Why would this be? The Iranians did not attack us. And whatever hostility they may show toward America, perhaps at least some of it might be explained by the fact that our government is having an debate, right out there in the open, about attacking them without provocation. If another nation, say Brazil, had a fleet of warships off our coast, was occupying Mexico and was openly discussing whether it would be a further excellent idea to bomb our nuclear reactors, I wonder if we might feel something less than brotherly love for them?

But the hue and cry raised against this "outrageous" visit to that sacred ground in lower Manhattan is representative of so much that has gone wrong with American society. Apparently we have become so fragile, we cannot allow a head of state to visit ground zero, taking from it whatever he might, saying what he might. It is especially odd that we still allow the Ku Klux Klan to march, we allow white supremacists to sell records full of hate, but we do not have the cultural fortitude to allow a visit by the Iranian Head of State, and perhaps have our feelings hurt by what he might say. And it saddens me that our venal, criminal government has been so effective in demonizing a people who are not, or at least should not be, our enemies.

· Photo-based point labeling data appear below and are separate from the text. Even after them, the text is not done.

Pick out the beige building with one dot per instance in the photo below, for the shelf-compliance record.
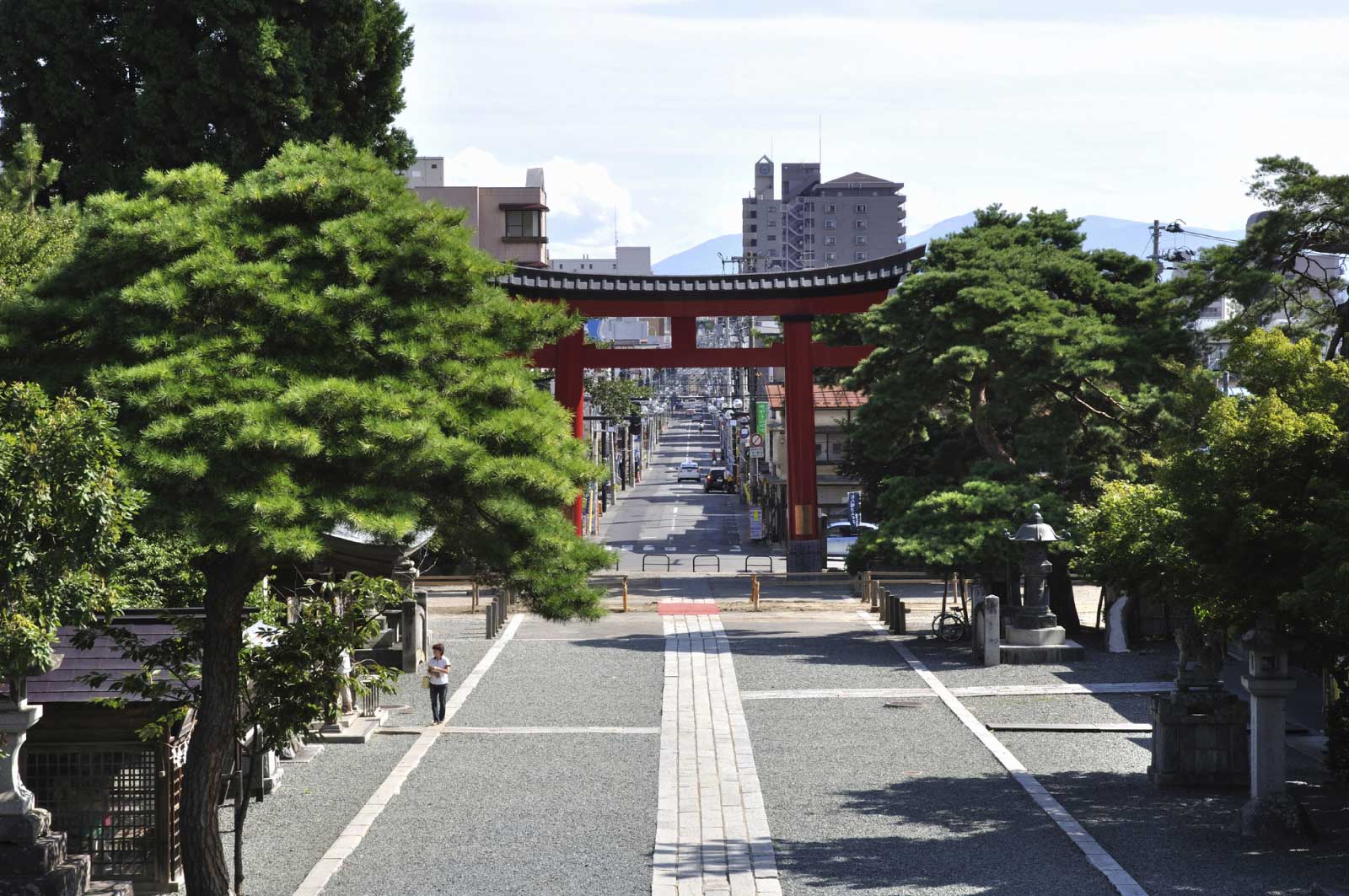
(509, 223)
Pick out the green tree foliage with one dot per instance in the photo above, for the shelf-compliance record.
(121, 87)
(1012, 368)
(157, 571)
(615, 397)
(62, 509)
(26, 175)
(1287, 270)
(33, 239)
(1251, 514)
(307, 346)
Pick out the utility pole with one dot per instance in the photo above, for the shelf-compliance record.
(1157, 246)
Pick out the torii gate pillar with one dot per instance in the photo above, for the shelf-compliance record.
(570, 389)
(803, 541)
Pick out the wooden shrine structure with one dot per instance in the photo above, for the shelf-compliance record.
(798, 297)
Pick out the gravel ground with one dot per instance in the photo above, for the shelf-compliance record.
(556, 815)
(1110, 707)
(314, 802)
(953, 664)
(611, 676)
(834, 651)
(863, 799)
(1175, 842)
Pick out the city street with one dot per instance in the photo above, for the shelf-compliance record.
(678, 518)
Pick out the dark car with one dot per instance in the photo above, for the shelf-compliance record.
(718, 480)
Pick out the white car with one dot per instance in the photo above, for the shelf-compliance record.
(842, 536)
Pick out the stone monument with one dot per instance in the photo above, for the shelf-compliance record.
(1198, 727)
(1034, 633)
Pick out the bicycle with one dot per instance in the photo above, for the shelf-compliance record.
(951, 625)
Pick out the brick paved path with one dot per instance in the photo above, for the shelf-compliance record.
(712, 833)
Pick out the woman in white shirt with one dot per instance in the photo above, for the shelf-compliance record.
(438, 668)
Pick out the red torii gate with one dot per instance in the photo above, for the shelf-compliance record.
(796, 297)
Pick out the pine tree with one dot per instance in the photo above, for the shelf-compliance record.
(121, 87)
(1012, 368)
(303, 347)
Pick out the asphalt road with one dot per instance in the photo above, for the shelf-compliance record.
(663, 517)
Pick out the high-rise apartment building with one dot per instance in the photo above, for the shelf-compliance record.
(809, 223)
(509, 223)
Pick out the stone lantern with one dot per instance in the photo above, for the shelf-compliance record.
(1271, 813)
(1034, 633)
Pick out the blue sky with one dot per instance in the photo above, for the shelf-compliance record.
(656, 110)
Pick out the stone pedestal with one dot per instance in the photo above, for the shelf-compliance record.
(1271, 814)
(34, 861)
(15, 799)
(1198, 740)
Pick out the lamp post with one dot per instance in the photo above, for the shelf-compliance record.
(1035, 635)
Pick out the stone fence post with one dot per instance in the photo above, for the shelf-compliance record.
(986, 630)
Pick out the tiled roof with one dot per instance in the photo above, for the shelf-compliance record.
(826, 397)
(856, 177)
(822, 281)
(62, 684)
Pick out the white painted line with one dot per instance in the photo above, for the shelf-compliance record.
(575, 729)
(1094, 853)
(355, 831)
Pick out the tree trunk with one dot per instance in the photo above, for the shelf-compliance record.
(982, 428)
(211, 749)
(1061, 597)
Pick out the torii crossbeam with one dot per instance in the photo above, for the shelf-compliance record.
(796, 297)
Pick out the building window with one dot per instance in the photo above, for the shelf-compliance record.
(525, 222)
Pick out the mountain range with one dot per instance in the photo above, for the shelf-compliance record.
(1103, 233)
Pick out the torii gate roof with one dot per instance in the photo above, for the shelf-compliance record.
(827, 290)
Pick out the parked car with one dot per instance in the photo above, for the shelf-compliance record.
(719, 480)
(842, 536)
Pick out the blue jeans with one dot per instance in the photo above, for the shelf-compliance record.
(438, 702)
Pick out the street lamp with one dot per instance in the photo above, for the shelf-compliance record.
(1035, 624)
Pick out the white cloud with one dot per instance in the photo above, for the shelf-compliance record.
(583, 199)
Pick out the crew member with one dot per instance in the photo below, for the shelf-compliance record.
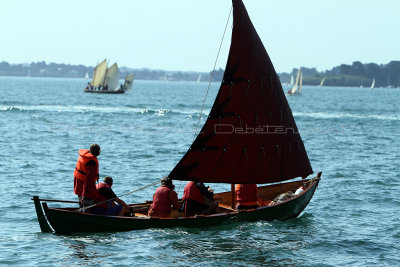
(109, 207)
(198, 199)
(165, 200)
(86, 173)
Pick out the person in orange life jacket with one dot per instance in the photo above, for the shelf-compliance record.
(198, 199)
(86, 174)
(109, 207)
(246, 196)
(163, 199)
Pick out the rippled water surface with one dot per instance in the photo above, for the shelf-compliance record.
(351, 134)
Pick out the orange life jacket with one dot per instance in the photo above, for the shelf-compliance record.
(161, 203)
(80, 168)
(192, 192)
(246, 194)
(102, 198)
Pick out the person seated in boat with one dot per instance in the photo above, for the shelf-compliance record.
(165, 200)
(199, 199)
(246, 196)
(86, 173)
(109, 207)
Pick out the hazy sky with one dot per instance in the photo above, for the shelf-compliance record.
(185, 34)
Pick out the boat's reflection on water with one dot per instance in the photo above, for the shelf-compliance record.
(85, 249)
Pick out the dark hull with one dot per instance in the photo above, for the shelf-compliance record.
(66, 220)
(104, 91)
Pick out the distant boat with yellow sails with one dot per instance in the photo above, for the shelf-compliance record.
(106, 80)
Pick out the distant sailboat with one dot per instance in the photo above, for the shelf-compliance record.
(373, 83)
(105, 80)
(300, 82)
(296, 89)
(128, 82)
(322, 82)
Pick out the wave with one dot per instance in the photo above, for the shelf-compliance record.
(322, 115)
(99, 109)
(189, 112)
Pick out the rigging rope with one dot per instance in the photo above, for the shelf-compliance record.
(209, 82)
(112, 199)
(212, 74)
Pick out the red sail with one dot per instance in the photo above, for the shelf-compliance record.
(250, 135)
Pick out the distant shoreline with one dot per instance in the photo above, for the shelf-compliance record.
(355, 75)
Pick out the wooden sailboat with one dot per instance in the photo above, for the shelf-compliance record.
(128, 82)
(373, 84)
(322, 82)
(105, 80)
(249, 137)
(296, 89)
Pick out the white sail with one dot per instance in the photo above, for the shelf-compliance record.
(300, 82)
(296, 85)
(99, 74)
(128, 82)
(112, 78)
(322, 82)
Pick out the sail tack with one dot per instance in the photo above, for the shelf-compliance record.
(128, 82)
(250, 135)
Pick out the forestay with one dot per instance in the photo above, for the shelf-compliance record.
(250, 135)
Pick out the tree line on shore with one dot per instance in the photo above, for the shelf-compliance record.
(355, 75)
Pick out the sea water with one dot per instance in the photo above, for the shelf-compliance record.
(350, 134)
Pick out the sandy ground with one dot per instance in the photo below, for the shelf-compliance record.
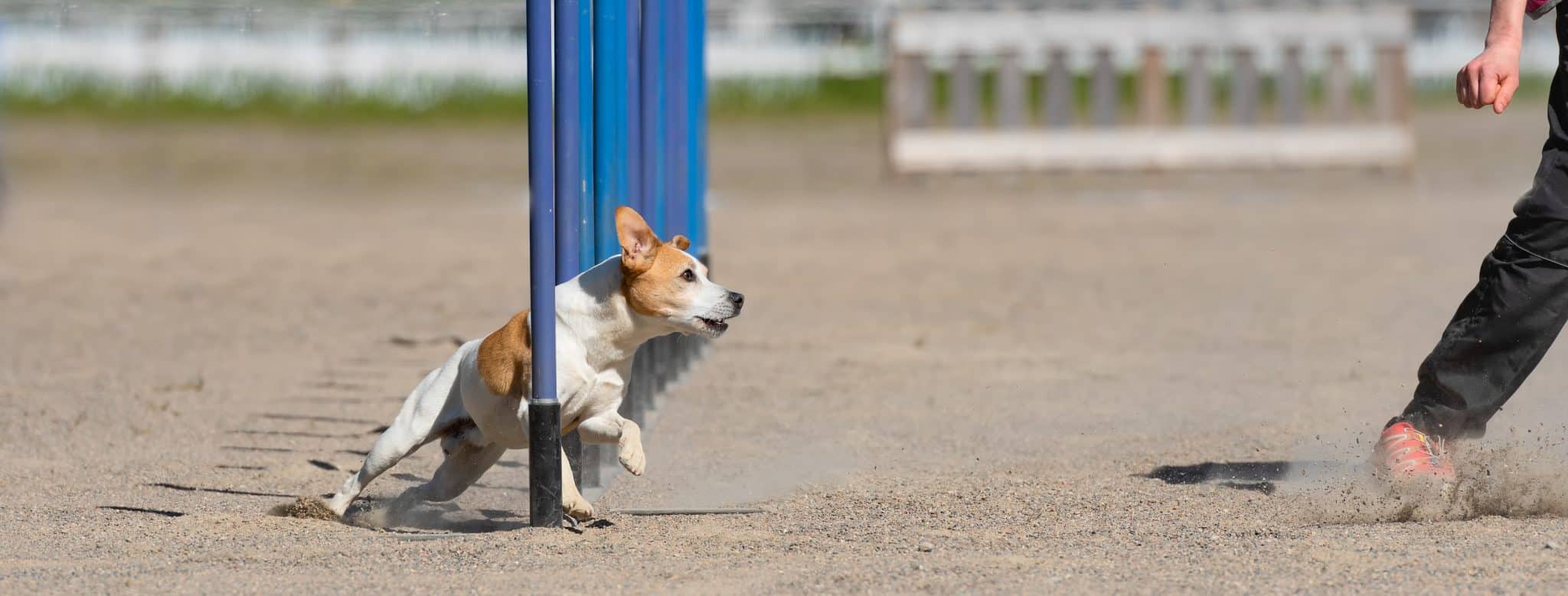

The only people who should not be allowed to visit that sensitive memorial to our losses on that day would be bin Ladin and Zawahiri. And for that matter, were they in custody in America, I would like to take them in irons down to that site and rub their nose in the death of innocents. I believe that in spite of whatever bravado they might show, what humanity they have would recoil from the thought of the horror they caused on that summer morning.

It isn't just Americans that harbor such generalized, ignorant racism. Certainly, in places as widely separated as Germany, France and China, the people hate the "others", people who are not like them. But somehow it is Americans who have perfected a kind of insouciant racial hatred, a sense that they can't be bothered to learn the difference between Persians and Arabs, Japanese and Chinese, Mexicans and Salvadorans. It is sad that we live in a nation that can make the calculation "Muslims attacked us, Iranians are Muslims, therefore Iranians are our enemies". Or even more simplistically, "Muslims attacked us, we need to kill all Muslims". This racist, militarist mindset will ultimately bring America down, because you cannot sustain eternal warfare against half the world's population, but to so many Americans, purity of hatred may not be watered down by pragmatic concerns over morality, economics or the judgment of history.